Mentre costruivano un pupazzo di neve, Sofia si fermò e disse: "Ho un'idea! Dovremmo scrivere una lettera a Babbo Natale!" Gli occhi degli altri si illuminarono. "Sì, sì!" esclamarono tutti insieme. Luca corse a prendere un foglio e dei pastelli dalla cucina.
Seduti su una coperta calda, iniziarono a scrivere: "Caro Babbo Natale, siamo stati molto bravi quest'anno. Vorremmo tanto che tutti fossero felici e che ci fosse tanta gioia nel mondo. Grazie!" Sotto la lettera, ogni bambino disegnò un cuoricino colorato.
Tommaso, il più curioso, disse: "Ma come facciamo a far arrivare la lettera a Babbo Natale?" Mia, sempre piena di idee, suggerì: "Andiamo alla Grande Cassetta delle Lettere Magiche nella piazza del villaggio!

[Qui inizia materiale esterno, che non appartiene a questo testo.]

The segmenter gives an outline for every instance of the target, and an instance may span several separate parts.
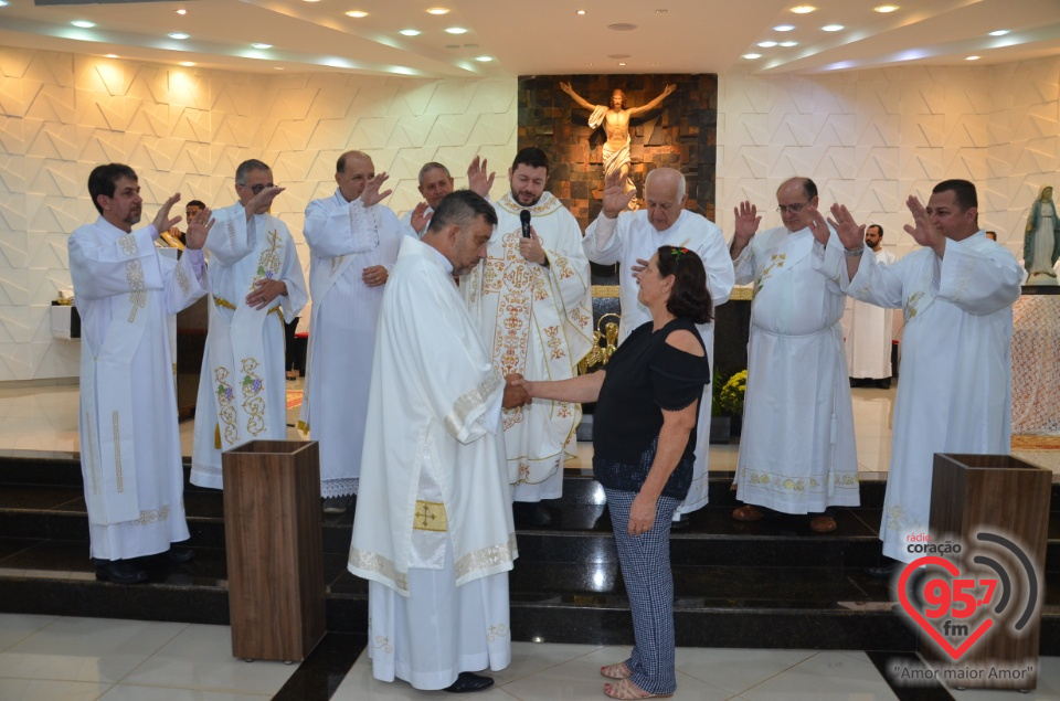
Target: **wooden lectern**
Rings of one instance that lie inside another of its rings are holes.
[[[304,660],[325,635],[319,456],[299,440],[221,456],[235,657]]]
[[[999,678],[983,675],[978,679],[948,682],[969,689],[1035,689],[1038,683],[1038,644],[1041,631],[1041,604],[1045,599],[1046,544],[1049,527],[1049,497],[1052,472],[1010,455],[948,455],[935,454],[931,482],[931,532],[940,542],[946,538],[960,539],[964,553],[962,576],[978,572],[996,576],[994,571],[972,563],[981,549],[979,532],[1010,538],[1024,550],[1037,567],[1037,605],[1024,628],[1013,629],[1013,623],[1027,607],[1027,581],[1022,566],[1015,556],[1005,557],[1001,565],[1013,576],[1013,601],[998,616],[992,630],[965,652],[958,666],[1027,669],[1034,673],[1020,678]],[[972,551],[972,552],[969,552]],[[982,551],[981,551],[982,552]],[[1000,551],[998,551],[1000,552]],[[931,578],[929,567],[929,578]],[[1000,584],[998,590],[1000,590]],[[999,602],[1001,592],[994,594],[990,609]],[[922,642],[921,650],[937,657],[934,648]]]

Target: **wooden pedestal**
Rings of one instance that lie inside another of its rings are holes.
[[[1049,525],[1049,495],[1052,472],[1009,455],[936,454],[931,484],[931,532],[935,542],[947,538],[963,546],[962,576],[997,578],[997,573],[972,557],[983,552],[984,543],[976,533],[988,532],[1014,539],[1037,569],[1037,605],[1026,626],[1016,631],[1013,624],[1027,607],[1027,574],[1015,555],[993,557],[1011,577],[1011,599],[997,614],[995,624],[983,639],[965,652],[955,666],[989,670],[1027,670],[1019,678],[992,678],[951,681],[954,687],[974,689],[1020,689],[1037,687],[1038,644],[1041,628],[1041,603],[1045,598],[1046,542]],[[1001,552],[996,551],[996,552]],[[929,569],[929,578],[931,570]],[[998,584],[989,610],[1000,601]],[[928,652],[929,644],[921,650]],[[930,649],[935,657],[934,648]]]
[[[221,461],[232,655],[303,660],[325,634],[317,444],[254,440]]]

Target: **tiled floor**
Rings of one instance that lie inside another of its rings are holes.
[[[300,390],[301,382],[289,389]],[[865,478],[884,477],[890,459],[894,390],[852,391],[858,463]],[[297,421],[298,410],[288,413]],[[181,424],[184,455],[191,454],[192,422]],[[290,439],[303,439],[288,429]],[[78,450],[76,385],[0,389],[0,454]],[[733,470],[735,445],[712,445],[711,469]],[[1021,452],[1019,457],[1060,474],[1060,452]],[[572,468],[587,468],[589,445],[579,446]],[[231,656],[224,626],[172,623],[0,615],[0,699],[105,701],[222,701],[272,698],[297,665]],[[512,665],[491,673],[492,690],[483,701],[521,699],[598,699],[601,665],[622,659],[625,649],[595,646],[513,645]],[[862,651],[692,649],[678,650],[675,699],[702,701],[780,701],[898,699],[888,680]],[[333,688],[333,687],[332,687]],[[939,693],[936,691],[936,693]],[[945,693],[945,692],[942,692]],[[960,701],[1001,701],[1011,692],[952,692]],[[424,699],[454,697],[424,693],[403,682],[371,677],[362,655],[338,684],[333,699]],[[937,697],[934,697],[937,698]],[[944,697],[943,697],[944,698]],[[1038,690],[1019,699],[1060,699],[1060,659],[1043,658]]]

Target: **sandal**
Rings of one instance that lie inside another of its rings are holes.
[[[632,673],[625,662],[615,662],[600,668],[600,676],[607,679],[629,679]]]
[[[733,509],[732,511],[732,518],[736,521],[757,521],[764,516],[764,513],[752,507],[750,503]]]
[[[648,693],[628,679],[604,684],[604,695],[612,699],[669,699],[672,693]]]
[[[809,530],[815,533],[830,533],[836,530],[836,520],[830,516],[818,516],[809,522]]]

Si dice che le lettere inserite lì arrivino direttamente al Polo Nord!"
Entusiasti, i quattro amici si misero in marcia verso la piazza. Il villaggio era tranquillo e l'aria era piena di profumo di biscotti e cioccolata calda. Durante il cammino, incontrarono il vecchio cane della nonna di Sofia, Poldo, che scodinzolava felice. "Poldo, vieni con noi!" lo invitò Sofia, e lui li seguì scodinzolando.
Arrivati alla Grande Cassetta delle Lettere Magiche, trovarono una sorpresa! C'era un piccolo gnomo di Natale, con un cappello rosso e una lunga barba bianca, intento a controllare che tutte le lettere fossero spedite correttamente. "Ciao piccoli amici!" disse lo gnomo con un sorriso luminoso. "Avete una lettera per Babbo Natale?"
"Sì!" risposero in coro, porgendogli il foglio. Lo gnomo accolse la lettera con cura. "Grazie, la farò arrivare a Babbo Natale in un battibaleno!" E con uno schiocco di dita, la lettera scomparve in una nuvola di brillantini.
Luca, curioso, chiese: "E adesso cosa succede?" Lo gnomo ridacchiò. "Adesso tornerete a casa e vedrete che la magia del Natale farà il resto." I bambini ringraziarono lo gnomo, che li salutò con un cenno affettuoso.
Mentre tornavano verso casa, il cielo iniziò a riempirsi di fiocchi di neve che danzavano nell'aria. Era come se il mondo intero stesse cantando una dolce melodia di Natale. Arrivati a casa di Sofia, si sedettero tutti intorno al caminetto, sorseggiando cioccolata calda preparata dalla mamma di Sofia.
"Non vedo l'ora che arrivi domani!" disse Mia con gli occhi brillanti. "Sì, sarà un Natale meraviglioso," aggiunse Tommaso, mentre Poldo si accoccolava vicino a loro, felice e assonnato.
E così, la notte di Natale giunse serena e piena di magia. I bambini si addormentarono con un sorriso, sapendo che avevano seminato gioia e amore nel mondo, proprio come avevano desiderato nella loro lettera. E nel cuore della notte, un dolce suono di campanelle riempì l'aria, mentre Babbo Natale sorrideva lassù, portando felicità a tutti i bimbi del mondo.
E vissero tutti felici e contenti, riscaldati dal calore e dalla magia del Natale.